You cannot count on the machine or parts being available at the dealership. “For anybody who thinks there isn’t going to be a shortage of something this summer, they really haven’t been paying attention,” says Bret Julian, director of sales at Vermeer Forage Solutions.
Change Your Historical Mindset
Farmers have historically relied on the used ag equipment market to hedge and fill gaps when a piece of new machinery could not be economically justified. Farm equipment was seemingly always readily available. This led farmers to develop a historical pattern for equipment purchases during the season it was actually needed. Farmers now need to realize this historical pattern is no longer relevant. This is going to require a mindset shift. “The danger is relying on the past way of thinking,” says Greg Peterson, owner, Machinerypete.com, a marketplace for buyers and sellers of used farm equipment that offers farmers a vast selection of equipment listings in one place.

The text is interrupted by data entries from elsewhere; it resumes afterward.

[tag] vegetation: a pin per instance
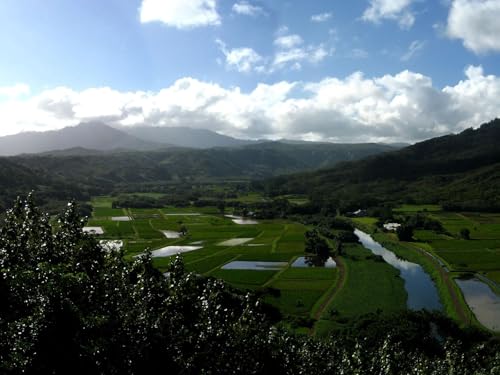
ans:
(72, 307)
(460, 172)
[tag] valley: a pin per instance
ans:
(266, 257)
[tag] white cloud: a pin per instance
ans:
(247, 9)
(358, 53)
(397, 10)
(19, 89)
(288, 41)
(291, 53)
(401, 107)
(244, 60)
(413, 49)
(182, 14)
(322, 17)
(476, 23)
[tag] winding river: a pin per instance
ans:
(422, 293)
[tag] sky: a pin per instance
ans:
(322, 70)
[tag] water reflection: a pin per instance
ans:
(422, 293)
(483, 302)
(254, 265)
(314, 261)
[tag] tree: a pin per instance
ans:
(183, 230)
(405, 232)
(465, 233)
(71, 307)
(316, 245)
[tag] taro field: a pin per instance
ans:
(480, 253)
(215, 242)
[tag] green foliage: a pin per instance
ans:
(316, 245)
(71, 307)
(465, 233)
(405, 232)
(460, 171)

Finding equipment is not simply going to be a decision between purchasing new or used. “Even if you want to buy new equipment now, most of it is already pre-sold for 2022 and there is historic tightness with used equipment on dealer lots all over the country,” says Peterson. “Used inventory levels are at an all-time low at dealership lots across North America.” This is a global problem as manufacturers are facing component shortages that limit new unit shipments as planting season kicks off in the northern hemisphere and harvest season kicks off in the southern hemisphere.
To illustrate this point, Peterson compared the number of tractors that exceed 175 horsepower for sale at MachineryPete.com versus three years ago. “There are 52.7% fewer high-horsepower tractors for sale now versus three years ago.” If you look at tractors that are less than five years old, the situation becomes even more dire. “Compared to three years ago there are 79.3% fewer tractors for sale today.”
Of course, this translates into increased competition for what is available. “When a nice tractor shows up for sale at an auction, they are bringing rising prices,” notes Peterson. “And this is going to be with us for a while.” Once the used inventory is diminished, it will take time to refresh the supply of used units. This mirrors what is occurring in the automotive market, if you can find a new unit the pricing can be more attractive than used.
Manufacturers Adjust to Market Realities
Compounding the farm equipment/parts shortages is that while other industries were sidelined during the pandemic, agriculture production continued unfazed.
“Our business on the hay and forage equipment side never stopped,” says Julian from Vermeer. “A normal person in the field would think that everyone would stop buying equipment to see what was going to happen. But as far as the demand side, it never stopped for us.”
This high demand came at a time when the supply chain was becoming intermittent – starting, stopping and slowing down. Component disruptions are causing delivery delays that can measure in weeks or more as manufacturers wait on key parts. “It has been one or two parts that does not allow us to complete a machine,” notes Julian. “We have been able to supply generally, by season. That is our goal. When we take dealer orders in the late summer, then we do everything we can to get those orders fulfilled before the season gets there.”
There is juggling that is going on at some manufacturing facilities in terms of product mix. “We have had to do a lot of toggling back and forth,” notes Julian. “That is not normal manufacturing. We make those decisions based on what we have the parts to actually build. Then if we have to make a decision between one line or the other line, we have a lot of data that we can consult like previous year’s retail volume. Our dealer field inventory metrics also show us how well we are positioned with equipment on dealer lots.”